Committee: House Judiciary
The Maryland Catholic Conference offers this testimony in SUPPORT of House Bill 600. The Catholic Conference represents the public policy interests of the three (arch)dioceses serving Maryland, including the Archdioceses of Baltimore and Washington and the Diocese of Wilmington, which together encompass over one million Marylanders.
House Bill 600 would allow the parole commission to utilize a dynamic risk assessment instrument to determine whether certain inmates who are at least 60 years of age should be released on parole. It also allows for expansion of medical parole. Older inmates who have served much of their sentence merit a parole hearing to see if they are rehabilitated and can re-enter society. In A Catholic Perspective on Crime and Criminal Justice (2000), the Catholic Bishops state: "We believe that both victims and offender are children of God. Despite their very different claims on society, their lives and dignity should be protected and respected. We seek justice, not vengeance. We believe punishment must have clear purposes: protecting society and rehabilitating those who violate the law."

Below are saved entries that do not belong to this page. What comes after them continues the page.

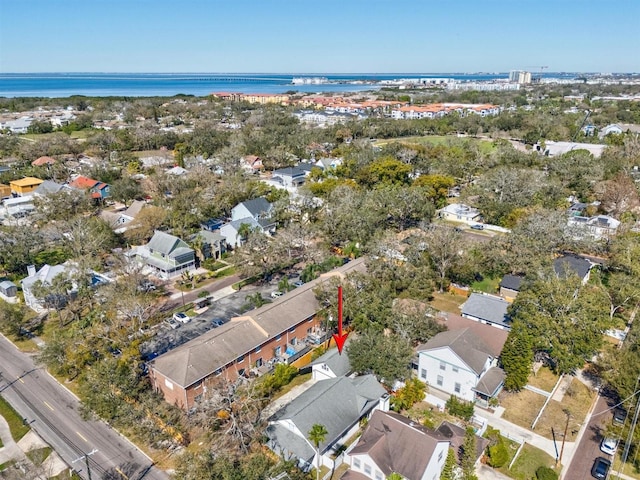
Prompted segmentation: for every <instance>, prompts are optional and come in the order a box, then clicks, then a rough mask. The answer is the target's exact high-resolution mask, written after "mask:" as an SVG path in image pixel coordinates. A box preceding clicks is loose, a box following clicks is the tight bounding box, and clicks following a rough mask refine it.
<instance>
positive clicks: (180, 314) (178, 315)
mask: <svg viewBox="0 0 640 480" xmlns="http://www.w3.org/2000/svg"><path fill="white" fill-rule="evenodd" d="M173 319H174V320H177V321H178V322H181V323H189V322H190V321H191V317H189V315H187V314H186V313H184V312H178V313H174V314H173Z"/></svg>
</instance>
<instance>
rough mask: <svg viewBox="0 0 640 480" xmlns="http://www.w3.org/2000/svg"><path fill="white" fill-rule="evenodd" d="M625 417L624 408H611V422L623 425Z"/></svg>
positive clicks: (621, 407)
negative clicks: (612, 418)
mask: <svg viewBox="0 0 640 480" xmlns="http://www.w3.org/2000/svg"><path fill="white" fill-rule="evenodd" d="M626 419H627V411H626V410H625V409H624V408H622V407H618V408H616V409H614V410H613V423H615V424H617V425H624V422H625V420H626Z"/></svg>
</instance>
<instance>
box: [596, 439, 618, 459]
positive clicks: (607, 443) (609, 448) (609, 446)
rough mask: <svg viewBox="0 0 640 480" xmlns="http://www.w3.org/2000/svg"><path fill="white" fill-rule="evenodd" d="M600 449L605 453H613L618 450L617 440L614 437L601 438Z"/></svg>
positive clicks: (602, 451)
mask: <svg viewBox="0 0 640 480" xmlns="http://www.w3.org/2000/svg"><path fill="white" fill-rule="evenodd" d="M600 450H601V451H602V453H606V454H607V455H615V454H616V450H618V440H617V439H615V438H603V439H602V443H601V444H600Z"/></svg>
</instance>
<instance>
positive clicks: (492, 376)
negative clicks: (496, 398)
mask: <svg viewBox="0 0 640 480" xmlns="http://www.w3.org/2000/svg"><path fill="white" fill-rule="evenodd" d="M505 376H506V375H505V373H504V370H502V369H501V368H498V367H492V368H490V369H489V370H487V371H486V372H485V374H484V375H483V376H482V378H481V379H480V380H479V381H478V384H477V385H476V386H475V388H474V390H475V391H476V392H480V393H484V394H485V395H488V396H489V397H492V396H493V395H495V394H496V391H497V390H498V388H500V386H501V385H502V384H503V383H504V379H505Z"/></svg>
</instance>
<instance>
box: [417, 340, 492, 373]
mask: <svg viewBox="0 0 640 480" xmlns="http://www.w3.org/2000/svg"><path fill="white" fill-rule="evenodd" d="M442 347H449V348H450V349H451V350H452V351H453V352H454V353H455V354H456V355H458V357H460V359H461V360H462V361H463V362H464V363H466V364H467V365H468V366H469V368H471V369H472V370H473V371H474V372H476V374H477V375H480V373H481V372H482V370H483V369H484V366H485V364H486V362H487V358H489V357H491V358H493V355H492V353H491V348H489V347H488V346H487V345H486V344H485V343H484V342H483V341H482V340H481V339H480V338H478V337H477V336H476V335H475V334H474V333H473V331H472V330H471V329H470V328H463V329H461V330H450V331H447V332H441V333H438V334H437V335H434V336H433V337H432V338H431V339H430V340H429V341H428V342H427V343H425V344H422V345H419V346H418V348H417V351H418V352H424V351H428V350H435V349H437V348H442Z"/></svg>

The Catholic Church roots much of its social justice teaching in the inherent dignity of every human person and the principals of forgiveness, redemption and restoration. Catholic doctrine provides that the criminal justice system should serve three principal purposes: (1) the preservation and protection of the common good of society, (2) the restoration of public order, and (3) the restoration or conversion of the offender. Thus, the Church recognizes the importance of striking a balance between protecting the common good and attentiveness to the rehabilitation of the incarcerated. The Conference submits that this legislation seeks to embody these principals and purposes, relative to intersection between our justice system and our communities, victims and offenders.
House Bill 600 would restore hope for elderly offenders or those in need of certain medical treatment seeking to reincorporate themselves into society, where they can be cared for by the community as opposed to behind bars. This is particularly warranted where they pose no danger to society. The Maryland Catholic Conference thus urges this committee to return a favorable report on House Bill 600.